Dave Kane

Personal information
- Nationality: British (Northern Irish)
- Born: c.1941 Northern Ireland

Sport
- Sport: Cycling
- Events: Road race, 10 mile scratch
- Club: Northern CC, Belfast

= Dave Kane (cyclist) =

Northern Irish cyclist

 David Kane (born c.1941) is a former racing cyclist from Northern Ireland, who represented Northern Ireland at two Commonwealth Games.

== Biography ==
Kane was a member of the Northern Cycling Club, based in Belfast.

Kane represented the 1966 Northern Irish Team at the 1966 British Empire and Commonwealth Games in Kingston, Jamaica.

While in Jamaica, he had to train under escort following the assault and robbery of one of the Scottish cylists while training. He participated in the road race.

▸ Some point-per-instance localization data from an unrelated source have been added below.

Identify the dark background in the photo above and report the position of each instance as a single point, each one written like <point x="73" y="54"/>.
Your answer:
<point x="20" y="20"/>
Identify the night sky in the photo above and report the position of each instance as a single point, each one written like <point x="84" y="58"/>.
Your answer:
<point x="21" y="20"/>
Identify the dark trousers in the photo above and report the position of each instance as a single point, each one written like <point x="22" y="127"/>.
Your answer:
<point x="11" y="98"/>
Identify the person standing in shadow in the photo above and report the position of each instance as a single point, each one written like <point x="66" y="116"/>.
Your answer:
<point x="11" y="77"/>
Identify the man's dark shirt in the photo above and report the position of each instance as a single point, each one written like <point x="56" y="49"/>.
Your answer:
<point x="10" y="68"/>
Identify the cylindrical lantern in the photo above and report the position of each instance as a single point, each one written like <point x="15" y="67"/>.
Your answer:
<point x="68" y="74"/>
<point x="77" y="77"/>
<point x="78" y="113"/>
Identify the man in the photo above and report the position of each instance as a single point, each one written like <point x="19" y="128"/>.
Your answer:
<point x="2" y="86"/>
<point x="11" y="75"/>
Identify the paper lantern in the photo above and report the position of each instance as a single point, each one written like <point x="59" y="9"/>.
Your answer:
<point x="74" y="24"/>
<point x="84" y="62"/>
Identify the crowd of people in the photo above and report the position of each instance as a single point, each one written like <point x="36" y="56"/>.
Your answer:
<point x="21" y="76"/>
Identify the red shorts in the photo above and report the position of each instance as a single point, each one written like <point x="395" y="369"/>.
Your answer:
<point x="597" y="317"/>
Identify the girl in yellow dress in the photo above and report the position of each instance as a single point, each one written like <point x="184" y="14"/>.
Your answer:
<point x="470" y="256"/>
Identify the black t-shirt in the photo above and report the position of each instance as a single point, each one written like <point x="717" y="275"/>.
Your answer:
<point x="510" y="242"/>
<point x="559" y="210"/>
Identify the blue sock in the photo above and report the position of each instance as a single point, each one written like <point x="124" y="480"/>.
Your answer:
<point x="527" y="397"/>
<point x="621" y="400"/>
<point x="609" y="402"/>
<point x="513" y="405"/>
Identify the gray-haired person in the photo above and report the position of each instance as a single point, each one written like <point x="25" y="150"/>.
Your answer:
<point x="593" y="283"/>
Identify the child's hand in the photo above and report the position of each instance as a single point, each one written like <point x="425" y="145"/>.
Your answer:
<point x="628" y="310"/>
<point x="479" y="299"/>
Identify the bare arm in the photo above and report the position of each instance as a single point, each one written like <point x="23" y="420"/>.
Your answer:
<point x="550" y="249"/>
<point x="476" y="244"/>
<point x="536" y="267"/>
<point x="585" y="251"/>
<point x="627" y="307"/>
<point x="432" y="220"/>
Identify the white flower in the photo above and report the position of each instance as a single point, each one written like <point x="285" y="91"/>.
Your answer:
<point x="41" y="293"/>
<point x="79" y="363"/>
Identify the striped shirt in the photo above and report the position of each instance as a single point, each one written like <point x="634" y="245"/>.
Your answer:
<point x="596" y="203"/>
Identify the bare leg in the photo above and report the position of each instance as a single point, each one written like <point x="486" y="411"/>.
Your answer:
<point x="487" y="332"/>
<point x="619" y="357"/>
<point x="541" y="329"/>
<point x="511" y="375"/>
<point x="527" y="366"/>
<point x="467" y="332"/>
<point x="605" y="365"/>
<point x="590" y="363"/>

Kane won four national titles at the Irish National Cycling Championships; three 2 miles track championships and one 100 miles time trial race and represented Ireland at national level. He also won Northern Ireland national titles, including the 1964 road race.

Kane worked at the Harland and Wolff shipyards before becoming a cycling salesman in Belfast and built up a successful family business. His daughter Debbie was an Irish cycling champion and his son Mark Kane raced at the 1992 Summer Olympics.